There are other structured file formats that are required of Certified EHRs to be able to read and write. The Continuity of Care Record (CCR), Continuity of Care Document (CCD) and the Clinical Document Architecture (CDA) are formats in place now, and are used to create “standard” XML messages that could allow different EHRs to send data to each other, and import it in an automated way. The raw, unorganized text that is part of the Blue Button download adds another layer – it cannot be something that competes with the required formats for data exchange that are built into Certified EHR products currently.

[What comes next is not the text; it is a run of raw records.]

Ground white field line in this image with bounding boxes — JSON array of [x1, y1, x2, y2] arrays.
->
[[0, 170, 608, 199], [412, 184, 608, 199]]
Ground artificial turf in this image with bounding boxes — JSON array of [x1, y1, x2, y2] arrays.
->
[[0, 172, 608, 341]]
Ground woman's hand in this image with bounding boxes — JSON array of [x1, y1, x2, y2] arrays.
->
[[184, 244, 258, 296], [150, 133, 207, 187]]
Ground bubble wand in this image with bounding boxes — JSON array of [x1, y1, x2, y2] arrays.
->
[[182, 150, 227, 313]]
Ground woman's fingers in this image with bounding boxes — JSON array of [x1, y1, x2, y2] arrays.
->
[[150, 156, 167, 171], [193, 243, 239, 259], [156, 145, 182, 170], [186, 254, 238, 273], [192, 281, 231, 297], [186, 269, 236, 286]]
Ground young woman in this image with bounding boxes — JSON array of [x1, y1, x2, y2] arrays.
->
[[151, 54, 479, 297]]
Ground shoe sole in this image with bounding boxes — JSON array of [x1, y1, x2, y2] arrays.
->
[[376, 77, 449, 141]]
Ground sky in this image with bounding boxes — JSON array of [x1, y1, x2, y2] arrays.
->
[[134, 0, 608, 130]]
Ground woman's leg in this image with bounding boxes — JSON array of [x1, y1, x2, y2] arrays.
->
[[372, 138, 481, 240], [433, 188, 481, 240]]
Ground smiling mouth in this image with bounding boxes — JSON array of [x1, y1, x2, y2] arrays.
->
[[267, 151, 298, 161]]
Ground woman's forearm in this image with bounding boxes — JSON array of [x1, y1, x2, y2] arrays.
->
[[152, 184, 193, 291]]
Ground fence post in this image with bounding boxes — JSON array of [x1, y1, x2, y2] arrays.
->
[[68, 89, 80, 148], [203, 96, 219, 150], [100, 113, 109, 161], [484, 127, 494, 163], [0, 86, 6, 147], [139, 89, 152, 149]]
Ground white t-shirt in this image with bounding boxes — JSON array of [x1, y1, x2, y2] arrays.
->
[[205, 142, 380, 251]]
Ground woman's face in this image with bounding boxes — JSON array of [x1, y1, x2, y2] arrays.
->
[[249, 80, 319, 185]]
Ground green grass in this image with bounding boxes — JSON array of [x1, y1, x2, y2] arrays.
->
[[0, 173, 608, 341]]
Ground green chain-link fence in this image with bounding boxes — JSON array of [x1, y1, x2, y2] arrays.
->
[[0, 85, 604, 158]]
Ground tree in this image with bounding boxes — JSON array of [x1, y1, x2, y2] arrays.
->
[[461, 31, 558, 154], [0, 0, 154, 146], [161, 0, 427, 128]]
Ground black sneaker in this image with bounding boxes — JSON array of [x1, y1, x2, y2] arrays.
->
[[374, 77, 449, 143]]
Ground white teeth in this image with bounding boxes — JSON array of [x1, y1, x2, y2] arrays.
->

So, how does the Blue Button Initiative fit into the larger EHR/PHR picture? This might be best answered by breaking it down into a few bullet points:
(1) Giving patients access to their VA data is an important step forward, and should be applauded. Patient access is a core value built into Meaningful Use, and promotes collaborative healthcare. The Blue Button represents a “quick and dirty” text-based approach to this, and is a step in a positive direction.
(2) The Blue Button data format is not amenable to re-use by physician EHRs. In its current format, it cannot be parsed into an XML format, and doesn’t fit with CCRs or CCDs. It would be a huge step forward (a next-step for the Blue Button development group within HHS) for an XML tagged Blue Button data file to be created. That way, developers and innovators can transform some future “Blue Button XML file” into other message formats (CCRs or CCDs) and we can be another step closer to true health data interoperability.
(3) Blue Button should not be seen as competitive to established data exchange formats. It has its role, but has room to grow.
For now, Blue Button functionality will render a read-only text file for a given patient, from their VA/DoD health record. This is very positive. Patients, in their PHRs, will be able to download and see their My HealtheVet data – and doctors can see this data (if their EHRs are equipped) as read-only documents similar to the current way of seeing external correspondence like PDF or text files. It will require human eyes to digest this information, which is fine for now. Actually having the ability of machine-use of the data, so that the imported data can be blended with other local data, and a synthesized record can be generated – that is still a ways off. But that is the direction we should be headed.